Comparison of surface micro morphology of the tensile specimens with different corrosion rates: (a) W = 0%, (b) W = 5%, (c) W = 10%, (d) W = 15%, (e) W = 20%, and (f) W = 25%.
Results from scanning electron microscopy analysis
To analyse the microstructure and corrosion resistance of Q235 steel, Figure 6 illustrates the significant differences in the microscopic morphology of the tensile fracture area of the corroded steel plate. At a corrosion ratio of W = 5%, the surface of the tensile fracture displays numerous large and deep dimples, indicating good plasticity of the sample. However, at a corrosion ratio of W = 15%, the dimples appear smaller and shallower, suggesting a decrease in plasticity. Nonetheless, the sample retains acceptable plasticity at this stage. When W = 20%, the fracture micromorphology shows not only many small dimples but also distinct cleavage planes, indicating a predominance of brittle fracture in the sample. Finally, at W = 25%, the dimples disappear entirely, leaving only step-shaped cleavage planes that increase in number, confirming a transition to brittle fracture.
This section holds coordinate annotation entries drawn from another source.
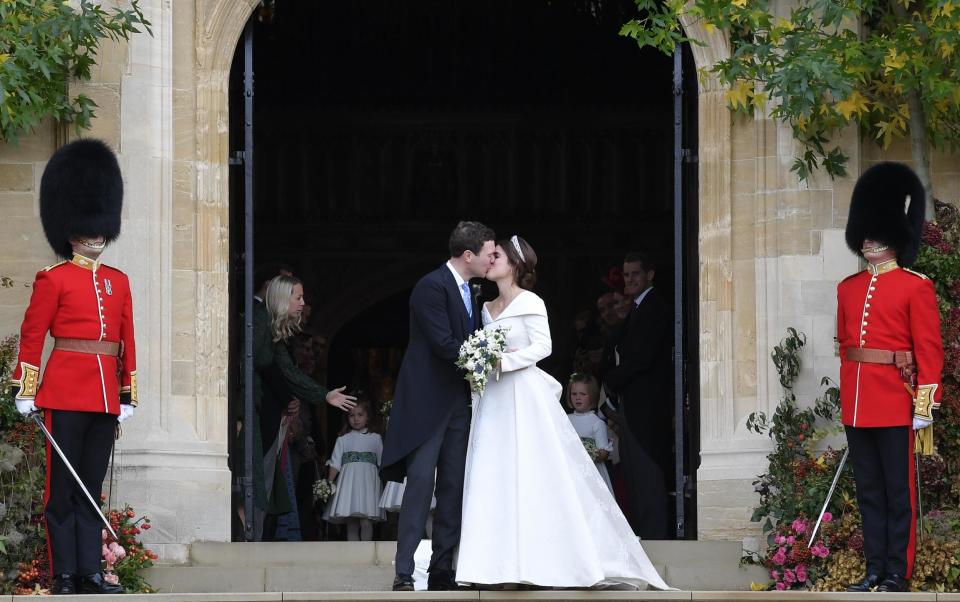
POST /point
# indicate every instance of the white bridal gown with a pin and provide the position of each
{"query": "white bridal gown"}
(535, 509)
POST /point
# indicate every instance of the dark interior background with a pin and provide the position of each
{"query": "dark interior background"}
(380, 124)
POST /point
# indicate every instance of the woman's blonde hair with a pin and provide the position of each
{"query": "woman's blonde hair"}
(277, 299)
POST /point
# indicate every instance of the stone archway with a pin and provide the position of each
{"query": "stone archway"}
(218, 25)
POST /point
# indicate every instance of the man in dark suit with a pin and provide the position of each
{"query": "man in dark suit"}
(430, 419)
(639, 373)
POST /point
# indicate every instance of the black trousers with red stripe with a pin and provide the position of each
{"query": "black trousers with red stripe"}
(73, 527)
(883, 467)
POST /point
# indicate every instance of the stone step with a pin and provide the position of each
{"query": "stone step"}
(368, 567)
(509, 596)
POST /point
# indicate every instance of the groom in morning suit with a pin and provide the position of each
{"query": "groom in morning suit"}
(430, 420)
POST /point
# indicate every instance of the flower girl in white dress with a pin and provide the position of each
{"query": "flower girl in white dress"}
(582, 395)
(356, 460)
(535, 509)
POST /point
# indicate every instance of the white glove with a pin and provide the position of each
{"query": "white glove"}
(126, 411)
(25, 406)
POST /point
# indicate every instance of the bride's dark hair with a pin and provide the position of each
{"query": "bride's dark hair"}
(525, 267)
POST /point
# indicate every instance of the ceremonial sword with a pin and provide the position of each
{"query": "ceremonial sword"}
(826, 502)
(53, 443)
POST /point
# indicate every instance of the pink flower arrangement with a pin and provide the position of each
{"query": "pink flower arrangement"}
(792, 564)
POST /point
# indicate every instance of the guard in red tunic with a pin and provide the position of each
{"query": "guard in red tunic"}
(90, 381)
(891, 357)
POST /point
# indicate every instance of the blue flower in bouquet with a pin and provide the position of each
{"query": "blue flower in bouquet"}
(480, 354)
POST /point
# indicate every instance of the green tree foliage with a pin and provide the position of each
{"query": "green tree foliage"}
(889, 66)
(43, 45)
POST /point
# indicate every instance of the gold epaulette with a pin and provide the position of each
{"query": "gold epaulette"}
(50, 267)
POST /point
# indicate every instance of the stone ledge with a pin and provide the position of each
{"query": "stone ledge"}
(506, 596)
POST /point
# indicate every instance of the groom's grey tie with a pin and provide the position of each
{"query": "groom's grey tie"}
(465, 293)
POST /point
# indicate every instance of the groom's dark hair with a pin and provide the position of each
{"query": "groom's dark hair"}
(469, 236)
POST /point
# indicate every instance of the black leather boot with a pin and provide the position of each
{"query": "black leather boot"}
(96, 584)
(63, 585)
(868, 583)
(894, 583)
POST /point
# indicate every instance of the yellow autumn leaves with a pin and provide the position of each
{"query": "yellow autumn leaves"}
(741, 96)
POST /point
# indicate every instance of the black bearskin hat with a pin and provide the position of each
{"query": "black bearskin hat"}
(879, 210)
(81, 194)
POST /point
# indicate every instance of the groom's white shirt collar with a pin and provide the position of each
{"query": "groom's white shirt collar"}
(640, 297)
(456, 275)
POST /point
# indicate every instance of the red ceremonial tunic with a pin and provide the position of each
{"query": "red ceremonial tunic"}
(78, 299)
(890, 308)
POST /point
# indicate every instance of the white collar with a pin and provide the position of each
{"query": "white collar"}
(456, 275)
(640, 297)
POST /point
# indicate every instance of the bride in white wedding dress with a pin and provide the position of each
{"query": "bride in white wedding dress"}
(535, 508)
Comparison of tensile fracture morphology of specimens exhibiting different corrosion ratios: (a) W = 5%, (b) W = 10%, (c) W = 15%, (d) W = 20%, and (e) W = 25%.
Figure 7(a) is the three-dimensional morphology of a random field of view of acid rain corrosion. There are large pits on the surface; the maximum pit depth is 10.0 μm. As the degree of acid rain corrosion deepens (W = 10%), the rough surface area increases, the corrosion pits deepen and widen, as shown in Figure 7(b), the pit depth is 29.6 μm. In Figure 7(c), it can be seen that the deepest point is 42.2 μm, and the surface is completely corroded. Figure 7(d) shows the three-dimensional morphology of the surface of the acid rain corrosion sample. The surface is very rough and mainly pitting. The pit shape in the middle part is obviously larger in size, and the depth of the corrosion pit deepens. In Figure 7(e), it can be seen that the pit shape is obviously that the maximum depth is 81 μm and there is basically no plane. This shows that the corrosion of Q235 steel in the acid rain corrosion environment is not uniform but will form many pits.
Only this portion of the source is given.